I was hoping I could get advice in terms of experimental design on a project that I am doing with CellMix.
I am studying disease WHOLE BLOOD tissue samples and I would like to get an estimate of the proportions of cells in the tissue samples and from this I need to eliminate any confounding in terms of differential expression that may be due to the cell types.

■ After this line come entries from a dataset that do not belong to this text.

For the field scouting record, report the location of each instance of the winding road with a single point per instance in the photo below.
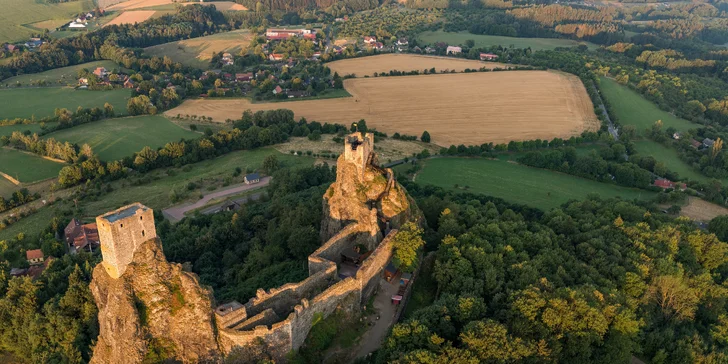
(177, 213)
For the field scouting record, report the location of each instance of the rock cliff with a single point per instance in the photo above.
(154, 310)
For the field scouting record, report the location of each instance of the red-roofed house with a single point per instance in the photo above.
(666, 183)
(244, 77)
(34, 256)
(488, 57)
(101, 72)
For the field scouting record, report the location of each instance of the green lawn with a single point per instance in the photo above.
(536, 44)
(512, 182)
(63, 76)
(21, 18)
(114, 139)
(670, 158)
(633, 109)
(41, 102)
(26, 167)
(6, 188)
(156, 194)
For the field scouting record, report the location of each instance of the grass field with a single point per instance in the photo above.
(516, 183)
(42, 101)
(26, 167)
(461, 108)
(7, 130)
(536, 44)
(114, 139)
(156, 194)
(60, 76)
(131, 17)
(670, 158)
(6, 188)
(633, 109)
(197, 52)
(20, 18)
(404, 62)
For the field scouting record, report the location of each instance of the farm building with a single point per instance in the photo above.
(251, 178)
(488, 57)
(453, 50)
(278, 34)
(665, 184)
(34, 256)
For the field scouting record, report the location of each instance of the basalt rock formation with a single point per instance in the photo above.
(152, 309)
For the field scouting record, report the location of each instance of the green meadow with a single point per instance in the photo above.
(114, 139)
(63, 76)
(19, 19)
(516, 183)
(633, 109)
(42, 101)
(26, 167)
(536, 44)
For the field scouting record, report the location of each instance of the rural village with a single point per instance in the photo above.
(361, 181)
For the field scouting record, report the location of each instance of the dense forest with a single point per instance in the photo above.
(595, 281)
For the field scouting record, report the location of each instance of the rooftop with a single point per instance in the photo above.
(123, 212)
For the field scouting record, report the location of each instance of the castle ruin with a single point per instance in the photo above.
(362, 211)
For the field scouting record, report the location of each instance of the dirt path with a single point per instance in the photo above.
(372, 339)
(177, 213)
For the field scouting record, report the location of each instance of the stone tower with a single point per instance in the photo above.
(121, 232)
(357, 148)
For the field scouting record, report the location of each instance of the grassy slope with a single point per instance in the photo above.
(670, 158)
(27, 167)
(66, 75)
(6, 188)
(189, 52)
(114, 139)
(17, 15)
(633, 109)
(516, 183)
(156, 194)
(493, 40)
(41, 102)
(9, 129)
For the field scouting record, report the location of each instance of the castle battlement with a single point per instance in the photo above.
(121, 231)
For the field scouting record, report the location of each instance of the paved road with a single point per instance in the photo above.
(177, 213)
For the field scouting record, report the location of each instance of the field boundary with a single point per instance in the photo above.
(11, 179)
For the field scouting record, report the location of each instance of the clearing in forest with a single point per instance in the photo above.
(27, 167)
(461, 108)
(197, 52)
(131, 17)
(701, 210)
(367, 66)
(516, 183)
(114, 139)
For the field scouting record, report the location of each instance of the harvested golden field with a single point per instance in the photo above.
(197, 52)
(141, 4)
(701, 210)
(460, 108)
(363, 66)
(131, 17)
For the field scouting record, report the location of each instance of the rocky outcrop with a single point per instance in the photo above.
(154, 310)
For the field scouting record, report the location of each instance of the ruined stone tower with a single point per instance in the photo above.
(358, 146)
(121, 232)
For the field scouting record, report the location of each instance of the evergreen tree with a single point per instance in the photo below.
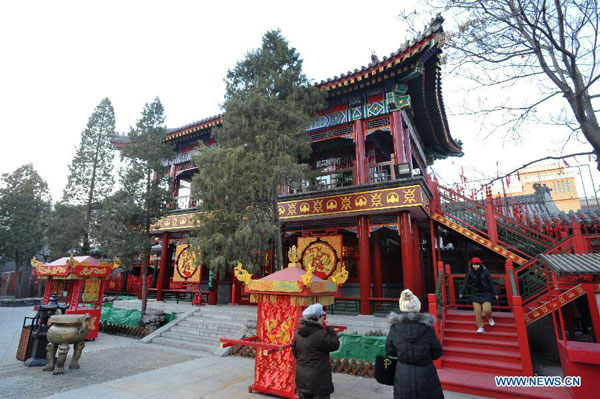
(128, 214)
(24, 207)
(65, 229)
(268, 106)
(90, 172)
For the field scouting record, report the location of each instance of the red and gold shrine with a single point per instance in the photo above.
(78, 281)
(281, 298)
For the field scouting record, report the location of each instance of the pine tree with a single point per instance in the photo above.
(128, 214)
(65, 230)
(90, 172)
(24, 207)
(268, 106)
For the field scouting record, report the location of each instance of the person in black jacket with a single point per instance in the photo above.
(413, 341)
(482, 288)
(312, 343)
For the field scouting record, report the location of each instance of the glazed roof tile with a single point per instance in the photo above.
(194, 126)
(573, 263)
(396, 57)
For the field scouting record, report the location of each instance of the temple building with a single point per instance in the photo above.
(374, 210)
(369, 207)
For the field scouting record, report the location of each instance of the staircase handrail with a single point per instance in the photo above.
(536, 267)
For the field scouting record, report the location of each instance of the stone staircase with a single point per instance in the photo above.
(200, 328)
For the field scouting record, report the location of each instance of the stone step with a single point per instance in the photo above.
(207, 340)
(223, 317)
(206, 331)
(195, 346)
(199, 321)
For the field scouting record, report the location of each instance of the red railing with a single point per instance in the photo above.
(485, 219)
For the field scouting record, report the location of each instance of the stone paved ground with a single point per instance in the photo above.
(120, 368)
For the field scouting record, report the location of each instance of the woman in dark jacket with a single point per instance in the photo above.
(412, 339)
(312, 343)
(479, 282)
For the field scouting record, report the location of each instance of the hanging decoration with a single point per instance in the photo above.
(187, 268)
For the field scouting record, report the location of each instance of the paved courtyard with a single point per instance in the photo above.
(119, 367)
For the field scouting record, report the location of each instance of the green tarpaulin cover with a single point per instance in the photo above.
(360, 347)
(126, 317)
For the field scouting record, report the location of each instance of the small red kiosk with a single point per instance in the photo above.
(78, 281)
(281, 298)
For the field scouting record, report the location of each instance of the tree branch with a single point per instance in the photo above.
(531, 163)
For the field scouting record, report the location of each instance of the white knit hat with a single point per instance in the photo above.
(313, 311)
(409, 302)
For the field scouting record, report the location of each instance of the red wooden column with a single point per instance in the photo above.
(406, 247)
(361, 168)
(164, 265)
(594, 313)
(419, 282)
(377, 272)
(398, 138)
(364, 266)
(213, 293)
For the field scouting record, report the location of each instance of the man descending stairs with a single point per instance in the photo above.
(201, 329)
(496, 351)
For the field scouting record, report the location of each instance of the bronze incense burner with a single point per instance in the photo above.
(65, 330)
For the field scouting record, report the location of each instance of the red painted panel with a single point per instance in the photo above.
(93, 324)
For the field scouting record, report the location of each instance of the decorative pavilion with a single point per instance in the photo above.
(374, 210)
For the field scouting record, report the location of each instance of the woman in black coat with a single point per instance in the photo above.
(312, 343)
(412, 339)
(481, 286)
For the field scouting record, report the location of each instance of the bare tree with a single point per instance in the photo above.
(548, 47)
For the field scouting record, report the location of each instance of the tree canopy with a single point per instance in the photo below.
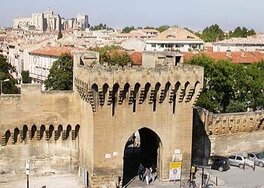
(61, 74)
(25, 77)
(6, 70)
(230, 87)
(113, 55)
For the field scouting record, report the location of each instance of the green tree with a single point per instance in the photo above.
(127, 29)
(61, 74)
(25, 77)
(59, 35)
(113, 55)
(213, 33)
(230, 87)
(6, 71)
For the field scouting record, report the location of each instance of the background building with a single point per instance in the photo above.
(175, 39)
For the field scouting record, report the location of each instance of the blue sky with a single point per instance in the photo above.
(195, 14)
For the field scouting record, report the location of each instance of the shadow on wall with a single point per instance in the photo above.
(201, 144)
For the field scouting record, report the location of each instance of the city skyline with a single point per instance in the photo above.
(192, 14)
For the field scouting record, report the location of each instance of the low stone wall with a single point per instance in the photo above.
(225, 134)
(44, 159)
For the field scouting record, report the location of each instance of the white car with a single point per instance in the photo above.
(240, 161)
(258, 158)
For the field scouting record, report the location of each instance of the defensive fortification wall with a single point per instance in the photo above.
(229, 133)
(42, 127)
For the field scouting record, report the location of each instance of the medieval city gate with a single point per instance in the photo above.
(143, 147)
(119, 101)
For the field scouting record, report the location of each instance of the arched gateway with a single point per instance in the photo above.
(117, 101)
(96, 124)
(142, 148)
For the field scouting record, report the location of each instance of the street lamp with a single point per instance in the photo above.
(1, 82)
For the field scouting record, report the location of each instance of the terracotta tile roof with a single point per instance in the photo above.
(176, 34)
(136, 58)
(52, 51)
(235, 57)
(149, 30)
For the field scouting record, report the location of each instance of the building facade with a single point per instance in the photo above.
(93, 126)
(175, 39)
(41, 61)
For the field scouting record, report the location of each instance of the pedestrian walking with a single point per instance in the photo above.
(141, 171)
(147, 175)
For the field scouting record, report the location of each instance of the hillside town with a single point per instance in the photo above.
(160, 106)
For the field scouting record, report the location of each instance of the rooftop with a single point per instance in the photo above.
(256, 39)
(235, 57)
(176, 34)
(52, 51)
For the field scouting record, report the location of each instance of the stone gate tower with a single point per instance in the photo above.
(116, 102)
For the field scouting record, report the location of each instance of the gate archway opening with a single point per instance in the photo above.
(143, 147)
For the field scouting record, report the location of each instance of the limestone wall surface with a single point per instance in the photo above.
(226, 134)
(42, 127)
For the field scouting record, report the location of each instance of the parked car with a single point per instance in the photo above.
(219, 163)
(240, 161)
(258, 158)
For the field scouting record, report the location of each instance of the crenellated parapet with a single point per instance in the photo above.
(29, 133)
(104, 85)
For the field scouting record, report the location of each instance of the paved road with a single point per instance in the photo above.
(239, 178)
(54, 181)
(137, 183)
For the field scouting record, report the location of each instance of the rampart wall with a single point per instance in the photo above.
(41, 127)
(229, 133)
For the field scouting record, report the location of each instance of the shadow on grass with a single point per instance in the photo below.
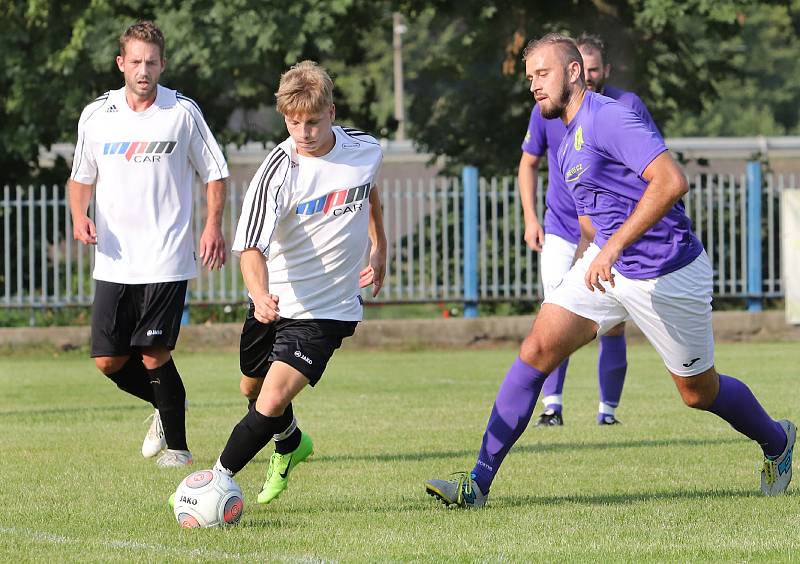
(540, 447)
(619, 499)
(79, 411)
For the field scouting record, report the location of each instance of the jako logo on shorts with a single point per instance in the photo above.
(349, 198)
(140, 151)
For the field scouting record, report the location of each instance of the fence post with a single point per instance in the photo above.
(470, 222)
(754, 278)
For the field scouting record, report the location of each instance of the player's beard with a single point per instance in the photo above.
(558, 106)
(139, 91)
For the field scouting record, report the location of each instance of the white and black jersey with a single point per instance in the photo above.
(310, 216)
(143, 164)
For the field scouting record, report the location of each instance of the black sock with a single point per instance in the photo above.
(134, 379)
(248, 437)
(171, 400)
(287, 438)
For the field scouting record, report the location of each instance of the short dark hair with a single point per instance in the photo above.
(146, 31)
(593, 42)
(565, 44)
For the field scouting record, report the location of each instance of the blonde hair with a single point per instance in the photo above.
(305, 89)
(146, 31)
(567, 48)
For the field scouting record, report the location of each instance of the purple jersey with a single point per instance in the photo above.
(602, 157)
(545, 135)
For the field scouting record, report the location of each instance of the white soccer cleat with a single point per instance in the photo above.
(154, 441)
(776, 474)
(460, 491)
(174, 459)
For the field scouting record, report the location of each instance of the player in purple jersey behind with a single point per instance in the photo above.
(644, 263)
(558, 241)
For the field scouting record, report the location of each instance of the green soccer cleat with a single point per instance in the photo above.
(776, 474)
(279, 467)
(460, 491)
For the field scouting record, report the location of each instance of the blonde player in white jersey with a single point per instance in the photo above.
(140, 146)
(308, 219)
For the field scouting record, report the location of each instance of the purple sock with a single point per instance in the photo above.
(510, 415)
(737, 405)
(554, 386)
(612, 364)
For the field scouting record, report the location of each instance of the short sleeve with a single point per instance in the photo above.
(535, 142)
(626, 137)
(84, 164)
(263, 204)
(204, 152)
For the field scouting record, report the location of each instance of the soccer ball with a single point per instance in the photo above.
(206, 499)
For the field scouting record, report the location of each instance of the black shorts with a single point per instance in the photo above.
(128, 316)
(304, 344)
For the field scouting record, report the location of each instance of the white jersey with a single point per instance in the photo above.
(310, 217)
(143, 164)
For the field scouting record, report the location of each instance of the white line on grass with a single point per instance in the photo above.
(42, 536)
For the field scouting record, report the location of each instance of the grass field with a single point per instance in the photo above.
(671, 484)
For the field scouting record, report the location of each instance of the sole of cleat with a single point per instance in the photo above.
(436, 494)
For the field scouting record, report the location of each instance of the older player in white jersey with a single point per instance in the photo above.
(309, 216)
(140, 146)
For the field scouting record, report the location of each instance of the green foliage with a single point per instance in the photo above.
(760, 96)
(696, 63)
(471, 100)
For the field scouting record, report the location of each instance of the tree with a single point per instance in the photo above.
(470, 99)
(57, 56)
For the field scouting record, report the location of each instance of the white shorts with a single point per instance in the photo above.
(673, 311)
(556, 259)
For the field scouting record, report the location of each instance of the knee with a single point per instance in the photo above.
(617, 331)
(273, 404)
(250, 387)
(697, 398)
(532, 348)
(110, 364)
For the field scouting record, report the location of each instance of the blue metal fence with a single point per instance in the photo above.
(450, 239)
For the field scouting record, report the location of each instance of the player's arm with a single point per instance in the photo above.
(83, 228)
(528, 176)
(666, 186)
(256, 278)
(376, 269)
(587, 235)
(212, 242)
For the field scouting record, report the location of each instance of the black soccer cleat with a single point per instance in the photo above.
(607, 419)
(550, 418)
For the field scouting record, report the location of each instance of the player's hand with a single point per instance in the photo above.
(534, 236)
(83, 230)
(266, 306)
(374, 272)
(600, 269)
(212, 247)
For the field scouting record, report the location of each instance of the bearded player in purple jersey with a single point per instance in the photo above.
(558, 241)
(644, 263)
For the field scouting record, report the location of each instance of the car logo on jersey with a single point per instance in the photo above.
(140, 151)
(338, 202)
(575, 173)
(577, 142)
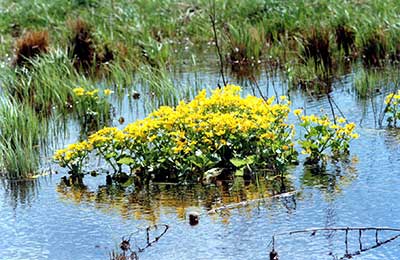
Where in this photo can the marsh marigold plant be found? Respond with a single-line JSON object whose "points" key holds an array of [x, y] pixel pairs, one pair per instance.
{"points": [[184, 142], [320, 136], [392, 102]]}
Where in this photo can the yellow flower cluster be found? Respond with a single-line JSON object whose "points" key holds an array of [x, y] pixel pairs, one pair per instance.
{"points": [[207, 127], [393, 108], [93, 93], [393, 98], [322, 134]]}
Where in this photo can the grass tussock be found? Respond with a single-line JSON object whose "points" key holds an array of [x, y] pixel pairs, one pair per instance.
{"points": [[316, 45], [29, 46], [374, 48], [81, 44], [345, 38]]}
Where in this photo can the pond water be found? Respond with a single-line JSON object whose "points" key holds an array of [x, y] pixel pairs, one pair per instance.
{"points": [[43, 220]]}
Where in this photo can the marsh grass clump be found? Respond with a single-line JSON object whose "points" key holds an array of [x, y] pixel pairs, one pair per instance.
{"points": [[345, 38], [81, 44], [246, 44], [374, 48], [91, 107], [29, 46], [316, 46], [46, 85], [20, 133]]}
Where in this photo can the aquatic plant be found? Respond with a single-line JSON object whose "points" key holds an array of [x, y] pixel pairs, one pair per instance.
{"points": [[392, 102], [223, 130], [321, 135]]}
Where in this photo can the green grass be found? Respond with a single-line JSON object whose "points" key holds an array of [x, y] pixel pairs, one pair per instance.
{"points": [[151, 38], [19, 141]]}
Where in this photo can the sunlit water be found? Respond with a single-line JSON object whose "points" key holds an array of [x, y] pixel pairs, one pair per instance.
{"points": [[42, 220]]}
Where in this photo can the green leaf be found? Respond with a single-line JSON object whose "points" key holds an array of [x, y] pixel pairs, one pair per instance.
{"points": [[239, 172], [110, 155], [126, 161], [238, 162]]}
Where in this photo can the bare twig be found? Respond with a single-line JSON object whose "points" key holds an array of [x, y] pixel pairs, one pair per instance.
{"points": [[213, 23], [331, 106], [150, 243], [347, 255], [250, 202]]}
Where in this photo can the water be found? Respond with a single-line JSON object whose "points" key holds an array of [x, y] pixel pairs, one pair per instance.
{"points": [[42, 220]]}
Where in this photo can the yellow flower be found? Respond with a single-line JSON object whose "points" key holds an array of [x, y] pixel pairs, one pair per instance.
{"points": [[297, 112], [108, 92], [92, 93], [79, 91]]}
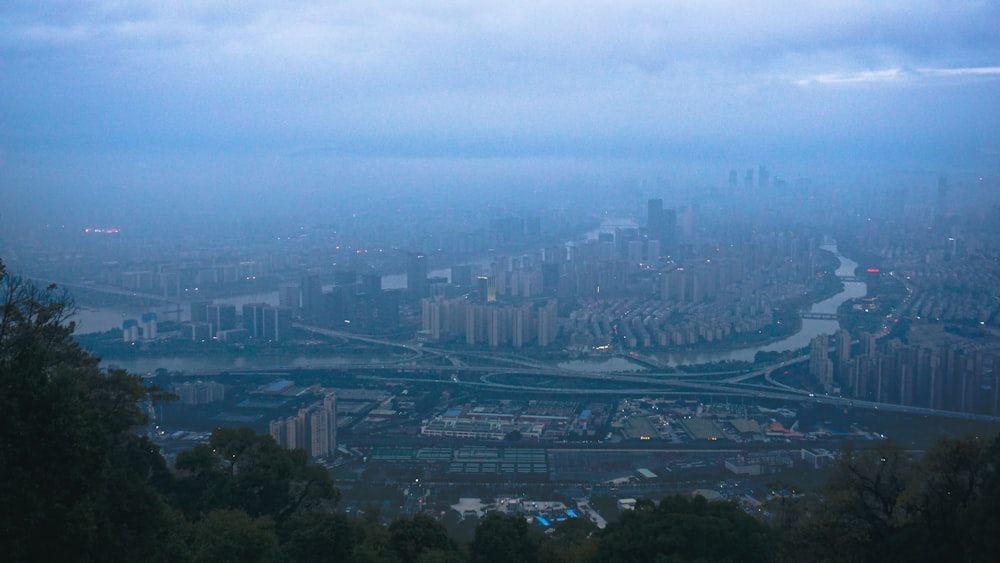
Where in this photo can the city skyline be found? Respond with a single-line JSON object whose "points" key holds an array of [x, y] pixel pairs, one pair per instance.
{"points": [[212, 106]]}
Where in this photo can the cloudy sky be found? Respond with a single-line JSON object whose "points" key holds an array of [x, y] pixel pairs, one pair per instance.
{"points": [[124, 96]]}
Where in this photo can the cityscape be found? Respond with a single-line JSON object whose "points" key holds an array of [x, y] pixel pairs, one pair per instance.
{"points": [[487, 283]]}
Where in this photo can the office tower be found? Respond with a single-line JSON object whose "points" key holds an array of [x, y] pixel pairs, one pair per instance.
{"points": [[843, 346], [371, 283], [462, 275], [130, 330], [416, 275], [820, 365], [654, 215], [277, 323], [221, 317], [149, 326], [652, 250], [199, 311], [253, 319], [345, 277], [312, 298], [548, 323], [869, 342], [290, 295]]}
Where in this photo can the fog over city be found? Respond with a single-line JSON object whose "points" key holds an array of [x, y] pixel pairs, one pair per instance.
{"points": [[229, 104], [499, 281]]}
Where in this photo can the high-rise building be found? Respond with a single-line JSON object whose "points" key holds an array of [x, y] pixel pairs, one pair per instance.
{"points": [[312, 298], [290, 295], [416, 275], [313, 429], [149, 326], [221, 317], [763, 177]]}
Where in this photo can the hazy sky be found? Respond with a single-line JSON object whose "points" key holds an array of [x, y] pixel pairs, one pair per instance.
{"points": [[162, 97]]}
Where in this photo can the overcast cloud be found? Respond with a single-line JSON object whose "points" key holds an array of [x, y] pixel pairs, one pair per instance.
{"points": [[216, 93]]}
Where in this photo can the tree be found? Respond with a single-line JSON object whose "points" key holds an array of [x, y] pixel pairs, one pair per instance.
{"points": [[317, 535], [864, 508], [234, 536], [240, 469], [680, 529], [410, 538], [76, 480], [501, 538]]}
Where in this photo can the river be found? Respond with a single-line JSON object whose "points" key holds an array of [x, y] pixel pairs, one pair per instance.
{"points": [[98, 320]]}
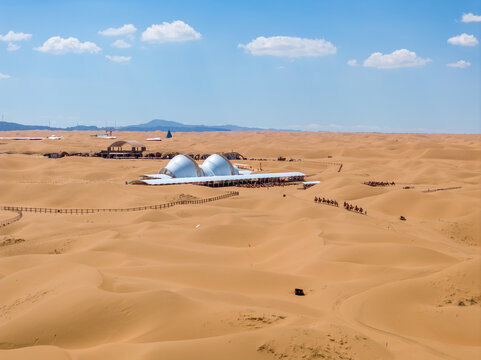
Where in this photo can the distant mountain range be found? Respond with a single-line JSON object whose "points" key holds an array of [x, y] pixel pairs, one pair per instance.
{"points": [[153, 125]]}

Illumina was the tech used to assay the samples and RSN (Robust spline) was used to normalise the data.
Originally this was done using CellCODE. I produced a heat map that estimated differentially expressed genes with respect to cell type. And then plotted the estimated proportions against the physically calculated cell counts to see how they compared (I have data for both of these expression and physical cell counts). This seems to be exactly what your CellMix vignette describes in the Figure 1 from the CellMix original paper: http://bioinformatics.oxfordjournals.org/content/29/17/2211.long
However the CellCODE package is still under development and CellMix seems to have a richer array of commands so I was hoping to compare them.
My problem is similar to the one that has already been asked on the Bioconductor Forum: CellMix package use with own data matrix
Using a GEO dataset as a contrast (in CellCODE I used "IRIS"), I would like to use my own expression data to estimate a the cell proportions of my tissue samples.
Based on the advice at the following link: CellMix package use with own data matrix, I have tried the following (and not got very far):
"E.rnaMix<-as.matrix(Expression_data)
eset<-ExpressionSet(E.rnaMix)"
Beyond this implementing "eset" in any of the CellMix commands does not work as it is not compatible with "gedBlood()".
gedBlood(eset, verbose = TRUE)
Error:
Using ged algorithm: “lsfit”
Estimating cell proportions from cell-specific signatures [lsfit: ls]
Error in while (any(a < 0) && length(i) < r) { :
missing value where TRUE/FALSE needed
The "eset" matrix is a 47323 row by 656 column dataset the rows are genes and the columns specify disease status.
I tried it with gedProportions:
> gedProportions(as.matrix(counts1), ExpressionSet(as.matrix(E.rna)))
Error in gedProportions(as.matrix(counts1), ExpressionSet(as.matrix(E.rna))) :
Empty data after limiting to common features: signatures [0] - target data [0]
I think that the file that contains the physical cell-counts data is incompatible with "ged"...
I should note that the file has been subject to rearrangement and has a lot of missing values. I plan to clean this data but for now I am just looking fro some preliminary instructions in terms of my experimental design.
Overall my question is how do I implement CellCODE to implement a heat map and plot similar to the ones that I plotted in CellCODE. Am I using it the right way? Can someone point me in the right direction?